Technology for social justice
Aboriginal kids looking at laptop

Koorie Heritage Trust strengthens community through technology during COVID

During National Reconciliation Week, we were lucky enough to hear from proud Wolithiga woman, Bernadette Atkinson from the Koorie Heritage Trust. Bernadette is the Trust’s Education Coordinator and spoke to us about how technology played a vital role in supporting their communities through the COVID-19 pandemic.  

Koorie Heritage Trust offers a place where everyone can learn about the true history and importance of Indigenous peoples and communities in Victoria, through art and education programs. Like most organisations, the Trust had to quickly innovate to support their communities through multiple lockdowns and bouts of restrictions.  

“When we went into lockdown after COVID hit, we couldn’t be a meeting hub anymore. We had to stop and think fast about how we were going to survive as a business, but also make sure that we stayed in contact with our Indigenous community and the wider community,” says Bernadette.  

Getting the Trust’s programs online was a big priority. They moved quickly to hire a film crew to create a virtual tour of the KHT’s temporary exhibition gallery that people could watch from wherever they were via Zoom.  

Throughout the lockdowns, the Trust continued creating virtual versions of its programs, like KHT Online. This program includes KHT Voices, a series of short essays, interviews and stories about how the Victorian Indigenous communities responded to the COVID-19 crisis. Bernadette says it's important to capture the stories of Victoria’s First Nations peoples during these unprecedented times for future generations.   

Another KHT Online program the Trust moved online was its Kids’ Club, which enables the KHT to continue to connect with and educate younger audiences. At the same time, the Trust’s education team successfully pivoted its cultural awareness training program from onsite to online delivery.  

“This opened up a new avenue of visitor engagement for us and is something that we’re going to keep forever to make sure that we’re connecting with everybody,” says Bernadette.

Bernadette says most of the Trust’s new digital innovations will become permanent.

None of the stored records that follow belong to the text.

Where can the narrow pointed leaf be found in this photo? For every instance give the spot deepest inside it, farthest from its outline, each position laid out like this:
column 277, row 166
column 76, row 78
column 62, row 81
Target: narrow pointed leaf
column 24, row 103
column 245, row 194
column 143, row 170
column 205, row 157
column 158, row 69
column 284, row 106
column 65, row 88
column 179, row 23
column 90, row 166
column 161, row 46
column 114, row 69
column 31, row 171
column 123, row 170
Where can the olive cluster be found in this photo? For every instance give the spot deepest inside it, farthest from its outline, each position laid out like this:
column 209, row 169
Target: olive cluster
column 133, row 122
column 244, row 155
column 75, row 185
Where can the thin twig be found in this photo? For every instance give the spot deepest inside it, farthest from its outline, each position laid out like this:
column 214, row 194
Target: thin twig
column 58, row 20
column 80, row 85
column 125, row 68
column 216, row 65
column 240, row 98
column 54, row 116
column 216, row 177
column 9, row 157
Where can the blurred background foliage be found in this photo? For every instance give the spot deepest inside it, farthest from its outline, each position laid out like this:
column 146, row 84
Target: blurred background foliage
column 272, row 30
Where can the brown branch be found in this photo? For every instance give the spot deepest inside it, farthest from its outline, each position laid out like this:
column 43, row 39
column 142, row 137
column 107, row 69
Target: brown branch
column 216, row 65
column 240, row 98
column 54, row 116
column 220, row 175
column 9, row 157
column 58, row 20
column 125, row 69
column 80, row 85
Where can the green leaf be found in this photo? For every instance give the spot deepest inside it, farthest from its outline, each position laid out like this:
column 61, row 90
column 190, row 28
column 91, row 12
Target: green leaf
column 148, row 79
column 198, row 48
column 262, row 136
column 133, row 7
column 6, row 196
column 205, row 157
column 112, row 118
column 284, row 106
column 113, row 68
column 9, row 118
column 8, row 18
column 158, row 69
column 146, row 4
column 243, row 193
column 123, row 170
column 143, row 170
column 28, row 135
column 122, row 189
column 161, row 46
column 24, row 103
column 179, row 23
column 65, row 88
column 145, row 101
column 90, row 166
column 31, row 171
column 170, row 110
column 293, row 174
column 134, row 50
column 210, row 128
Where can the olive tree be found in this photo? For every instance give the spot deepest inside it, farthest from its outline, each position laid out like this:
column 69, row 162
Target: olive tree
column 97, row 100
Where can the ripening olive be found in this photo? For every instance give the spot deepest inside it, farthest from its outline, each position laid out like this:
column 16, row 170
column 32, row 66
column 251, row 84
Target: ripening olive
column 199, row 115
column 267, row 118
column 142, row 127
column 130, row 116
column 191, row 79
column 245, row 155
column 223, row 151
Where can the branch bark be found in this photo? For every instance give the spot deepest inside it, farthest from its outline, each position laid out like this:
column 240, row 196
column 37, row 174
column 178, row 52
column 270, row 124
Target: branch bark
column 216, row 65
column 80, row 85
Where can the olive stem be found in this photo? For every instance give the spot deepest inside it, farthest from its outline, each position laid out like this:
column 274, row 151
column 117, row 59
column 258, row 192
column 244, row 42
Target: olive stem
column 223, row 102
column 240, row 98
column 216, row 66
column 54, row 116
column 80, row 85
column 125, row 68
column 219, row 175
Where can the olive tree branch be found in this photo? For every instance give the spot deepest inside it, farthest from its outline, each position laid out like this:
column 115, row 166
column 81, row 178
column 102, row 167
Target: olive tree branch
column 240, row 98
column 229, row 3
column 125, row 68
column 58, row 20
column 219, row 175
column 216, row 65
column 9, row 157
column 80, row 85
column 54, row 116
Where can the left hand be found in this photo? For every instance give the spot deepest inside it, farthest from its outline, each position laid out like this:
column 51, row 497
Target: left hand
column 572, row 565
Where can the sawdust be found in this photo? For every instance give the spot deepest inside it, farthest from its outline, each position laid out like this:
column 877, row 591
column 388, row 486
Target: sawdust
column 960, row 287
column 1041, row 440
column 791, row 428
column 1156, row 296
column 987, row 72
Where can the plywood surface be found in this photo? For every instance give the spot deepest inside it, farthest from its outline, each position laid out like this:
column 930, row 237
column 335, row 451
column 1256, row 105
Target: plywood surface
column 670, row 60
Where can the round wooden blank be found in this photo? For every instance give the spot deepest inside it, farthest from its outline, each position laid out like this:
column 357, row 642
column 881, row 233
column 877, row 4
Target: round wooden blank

She recognises it’s a necessary way of ensuring the Trust remains relevant in a rapidly changing world.

Infoxchange is in a unique position to support other not-for-profits to improve their digital ways of working. As we continue on the journey of our first Reconciliation Action Plan, we recognise we have a responsibility to support Indigenous-led organisations in a culturally safe and productive way that will help them deliver on their mission using technology.

Bernadette knows just how empowering technology can be. She has encouraged us to reach out to Indigenous-led organisations in our community to forge new relationships and strengthen existing ones to play our role in meaningful change.

“I would say don’t be afraid to start making contact with Aboriginal organisations and show how you can support them and add value,” she says.

To make sure that we can support Indigenous-led and owned not-for-profits in culturally safe ways, our staff members are currently receiving Cultural Awareness and Safety training through the Trust. We can’t wait to use this knowledge in proactive ways to make an even bigger impact in Indigenous communities.